In the
Vegetable Patch: Garbage Can Tomatoes
by Nellie Neal
You’ve
heard the tales and they’re true: you can grow more tomatoes than you
can eat in a thirty-gallon plastic garbage can. Thanks to more than
twenty-five years of exhaustive (and tasty) research by garden writer Jim
Wilson, you can share the method that has delivered upwards of sixty
pounds of fruit in one season from two plants.
Pick a sunny
spot near water and set the container up on four bricks. Mix a loose,
soilless potting media to avoid the soil-borne diseases that plague
tomatoes. Use pine bark, peat moss, and perlite in a 2:1:1 ratio and add
eight ounces of pelletized dolomitic limestone for thirty gallons of mix
to minimize blossom end rot. Also add a slow release fertilizer.
Drill six
holes in the bottom of the garbage can, fill it with your mix or a bagged
potting soil to within two inches of the top, and plant two
disease-resistant varieties such as Celebrity or Better Boy. Water well.
Cut a piece of
eight-foot tall steel reinforcing wire long enough to go around the pot
plus six inches.
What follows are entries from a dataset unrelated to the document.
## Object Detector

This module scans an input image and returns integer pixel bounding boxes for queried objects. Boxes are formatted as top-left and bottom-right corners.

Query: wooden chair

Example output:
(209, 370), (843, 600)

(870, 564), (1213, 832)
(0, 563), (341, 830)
Stand the wire on the ground around the pot to make a
cage. Then secure the cage to itself with wire. Finally drive two steel
posts into the ground on opposite sides of the pot. Wire the cage to the
posts.
Watch
for rapid growth. Do not prune the plant, but tuck in the stems that try
to escape the cage. Water the mix, but not the leaves for best results.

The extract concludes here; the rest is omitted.